Comments on: Regex Alms for the Perl-less?

Question: Regex Alms for the Perl-less?

ChasFile — Fri, 28 Dec 2007 02:12:28 -0800

Help me composite some regex. (That phrasing makes this question sound way less nerdy than it is)

Here's a regex to find some stuff between square brackets:
/\[[^\]]+\]/

Here's one that finds something like Alt: or alt. or Alternative: or alternate or Alternate: or Alternative or Alt.: or you get the idea [note it ends with \s+; it is important for my application that the "Alt___ " I'm testing for has white space at the end, and that I test for it. In the final answer we can test for that word boundary any way we like, we just need to make sure that we do.]:
/(A|a)lt(\.|ernat(e|ive))?:?\s+/

So what I need is a regular expression for "stuff between square brackets where the first thing inside the brackets will NOT match the second regex." Or "Stuff inside square brackets that begins with anything BUT alt or Alt. or Alternate or alternative: or alt.: or etc. etc.

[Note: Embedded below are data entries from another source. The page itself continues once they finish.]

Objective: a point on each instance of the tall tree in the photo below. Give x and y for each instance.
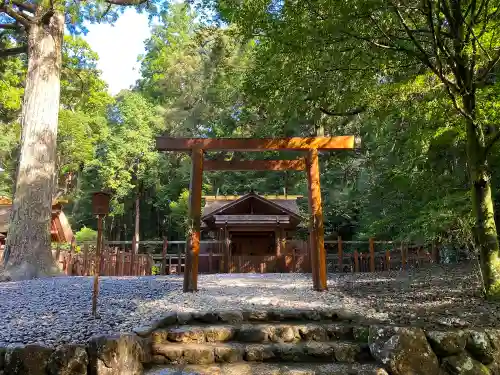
(41, 25)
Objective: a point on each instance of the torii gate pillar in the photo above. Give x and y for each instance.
(316, 227)
(193, 240)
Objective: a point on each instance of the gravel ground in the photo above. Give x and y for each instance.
(57, 310)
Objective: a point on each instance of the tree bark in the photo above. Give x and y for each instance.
(482, 204)
(28, 242)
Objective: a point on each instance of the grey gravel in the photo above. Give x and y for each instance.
(57, 310)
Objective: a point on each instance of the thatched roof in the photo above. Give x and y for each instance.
(217, 205)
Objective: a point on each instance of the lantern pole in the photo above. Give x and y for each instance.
(100, 208)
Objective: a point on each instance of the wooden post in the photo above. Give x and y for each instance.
(97, 265)
(132, 258)
(318, 254)
(227, 249)
(372, 255)
(403, 257)
(179, 261)
(210, 259)
(284, 251)
(86, 266)
(340, 254)
(69, 264)
(435, 252)
(193, 242)
(164, 256)
(279, 250)
(356, 261)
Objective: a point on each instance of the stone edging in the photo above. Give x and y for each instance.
(401, 350)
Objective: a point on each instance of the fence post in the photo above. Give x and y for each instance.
(86, 265)
(164, 256)
(356, 261)
(340, 253)
(179, 264)
(210, 259)
(435, 252)
(372, 255)
(403, 256)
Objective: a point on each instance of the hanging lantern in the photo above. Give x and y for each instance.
(100, 203)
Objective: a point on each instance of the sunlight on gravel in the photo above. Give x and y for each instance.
(57, 310)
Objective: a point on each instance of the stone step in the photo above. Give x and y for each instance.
(208, 353)
(261, 333)
(175, 319)
(271, 369)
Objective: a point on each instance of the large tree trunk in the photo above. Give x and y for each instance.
(28, 242)
(482, 204)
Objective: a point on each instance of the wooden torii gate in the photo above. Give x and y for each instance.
(310, 145)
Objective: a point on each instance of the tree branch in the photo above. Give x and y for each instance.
(10, 26)
(351, 112)
(21, 18)
(13, 51)
(491, 143)
(25, 6)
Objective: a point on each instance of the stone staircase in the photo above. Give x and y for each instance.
(260, 343)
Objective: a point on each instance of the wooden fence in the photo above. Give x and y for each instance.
(342, 256)
(113, 262)
(80, 261)
(168, 257)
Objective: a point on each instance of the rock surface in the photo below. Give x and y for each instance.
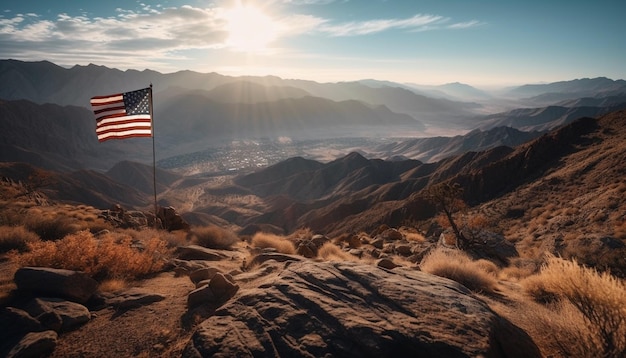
(314, 309)
(134, 297)
(35, 344)
(58, 314)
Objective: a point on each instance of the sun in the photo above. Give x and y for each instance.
(249, 29)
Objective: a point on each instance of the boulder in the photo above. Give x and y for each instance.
(49, 310)
(347, 309)
(219, 289)
(203, 274)
(72, 285)
(307, 249)
(171, 220)
(14, 324)
(17, 322)
(197, 252)
(391, 235)
(266, 256)
(386, 263)
(223, 287)
(35, 344)
(134, 297)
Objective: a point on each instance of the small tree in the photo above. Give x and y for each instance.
(447, 197)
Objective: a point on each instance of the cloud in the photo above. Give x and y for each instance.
(374, 26)
(465, 25)
(128, 36)
(155, 35)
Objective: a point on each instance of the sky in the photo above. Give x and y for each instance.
(481, 43)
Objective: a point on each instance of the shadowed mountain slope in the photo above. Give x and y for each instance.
(141, 176)
(82, 187)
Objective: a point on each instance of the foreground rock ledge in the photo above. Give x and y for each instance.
(342, 309)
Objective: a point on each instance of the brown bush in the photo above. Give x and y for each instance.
(111, 256)
(301, 234)
(51, 226)
(458, 266)
(213, 237)
(596, 299)
(330, 252)
(266, 240)
(15, 238)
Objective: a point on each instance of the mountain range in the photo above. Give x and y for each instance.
(46, 120)
(513, 166)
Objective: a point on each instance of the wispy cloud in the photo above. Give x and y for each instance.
(153, 35)
(466, 25)
(375, 26)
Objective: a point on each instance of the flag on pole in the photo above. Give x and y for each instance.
(123, 115)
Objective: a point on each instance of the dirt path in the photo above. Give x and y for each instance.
(154, 330)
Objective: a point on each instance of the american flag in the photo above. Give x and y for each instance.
(123, 115)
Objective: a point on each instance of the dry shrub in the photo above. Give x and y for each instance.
(488, 266)
(301, 234)
(594, 304)
(112, 285)
(110, 256)
(519, 269)
(458, 266)
(266, 240)
(412, 235)
(16, 238)
(175, 238)
(332, 252)
(50, 227)
(213, 237)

I feel like this should be easy, but I never bothered to totally and completely grok regex, and obviously I'm hurting now because of it. I'd very much appreciate any help anyone could give, and in exchange you'll get co-author credit for the amazing piece of software that this thing will ultimately be a part of! ;-)

By: spaceman_spiff

spaceman_spiff — Fri, 28 Dec 2007 02:23:16 -0800

You can (at least if it's like sed's regexes) rewrite the first one as:
/\[\([^\]]+\)\]/\1

And this will return anything within the parens (you can also use multiple sets of escaped parens, and reference them as \1, \2, \3). Then just pass it on to the next bit.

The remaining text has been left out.